Gestern ist nun endlich das neue Docma in meinen Briefkasten geflattert, wo jetzt Amtlich zu einen Ufo Fake Wettbewerb aufgerufen wird, jegliche Art von Programmen wie z.B. Photoshop, diverse 3d Programme alles ist im Rahmen der Teilnahmebedingungen möglich.
Mehr dazu unter folgenden Link 
>Mehr Hier< 
hoffe das es vieleicht ein oder zwei Tutorianer interresiert.


----------



## da_Dj (18. Juni 2004)

Hm ... recht intressant, aber ich glaube, dass ist mir noch ne kleine Nummer zu groß. Ich glaub, da gibt es hier im Forum Leute die sowas weitaus besser machen [gibt ja auch genug, die dann nicht wie ich "nur" PS zur Verfügung haben]. Aber würde mich schonmal freuen, wenn irgendjemand aus dem Forum sich weiter oben plaziert.


----------



## flip (18. Juni 2004)

Das hört sich echt mal interessant an =)
Mal schauen ob da neben der Uni nicht ein bissel zeit abfällt...
flip


----------



## chrisbergr (18. Juni 2004)

Habe ich vor 3h in meiner Ausgabe auch geleßen und werde auf jeden Fall mitmachen.

Gruß


----------



## fluessig (20. Juni 2004)

Nehme mal an dass da meine echten Ufofotos nicht erlaubt sind


----------



## da_Dj (21. Juni 2004)

Nur wenn du sie nachbaust


----------



## Leola13 (21. Juni 2004)

Hai,

der Wettbewerb gilt auch für freie Arbeiten, also nicht nur UFOs.

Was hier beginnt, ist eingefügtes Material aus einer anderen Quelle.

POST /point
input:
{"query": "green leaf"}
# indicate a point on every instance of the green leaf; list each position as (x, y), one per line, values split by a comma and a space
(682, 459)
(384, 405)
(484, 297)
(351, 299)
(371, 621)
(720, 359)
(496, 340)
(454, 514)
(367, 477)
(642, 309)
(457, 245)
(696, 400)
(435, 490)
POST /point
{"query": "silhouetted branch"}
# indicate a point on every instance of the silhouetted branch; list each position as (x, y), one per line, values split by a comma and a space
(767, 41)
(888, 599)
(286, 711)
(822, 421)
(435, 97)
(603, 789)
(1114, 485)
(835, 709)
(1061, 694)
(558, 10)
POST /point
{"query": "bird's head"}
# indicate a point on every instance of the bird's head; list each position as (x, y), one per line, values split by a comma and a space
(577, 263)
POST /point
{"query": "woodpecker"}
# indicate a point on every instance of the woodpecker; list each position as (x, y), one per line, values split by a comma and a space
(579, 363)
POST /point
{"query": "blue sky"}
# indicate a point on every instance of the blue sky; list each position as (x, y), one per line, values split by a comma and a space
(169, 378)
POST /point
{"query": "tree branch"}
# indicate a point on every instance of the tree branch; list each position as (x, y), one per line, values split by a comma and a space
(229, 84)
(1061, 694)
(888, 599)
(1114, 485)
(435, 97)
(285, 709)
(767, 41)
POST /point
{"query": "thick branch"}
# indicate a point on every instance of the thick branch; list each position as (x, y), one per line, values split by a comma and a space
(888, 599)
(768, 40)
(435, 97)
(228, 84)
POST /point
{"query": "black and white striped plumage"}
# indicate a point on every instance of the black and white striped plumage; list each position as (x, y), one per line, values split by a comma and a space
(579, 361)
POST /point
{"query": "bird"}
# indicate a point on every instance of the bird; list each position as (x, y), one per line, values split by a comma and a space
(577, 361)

@da_DJ  : es gibt ja verschiedene Stufen, also auch für Nichtprofis interresant.

Ciao Stefan


----------



## NicePF (21. Juni 2004)

Na dann werd ich mein Glück auch mal versuchen 

Evtl stell ich mal ein WIP hier rein.


Edit: so habe mal den ersten Entwurf drin..wie findet ihr es? Mir gefällts noch nicht so, werde das UFO evtl. vercromen.







Gruß
Nice


----------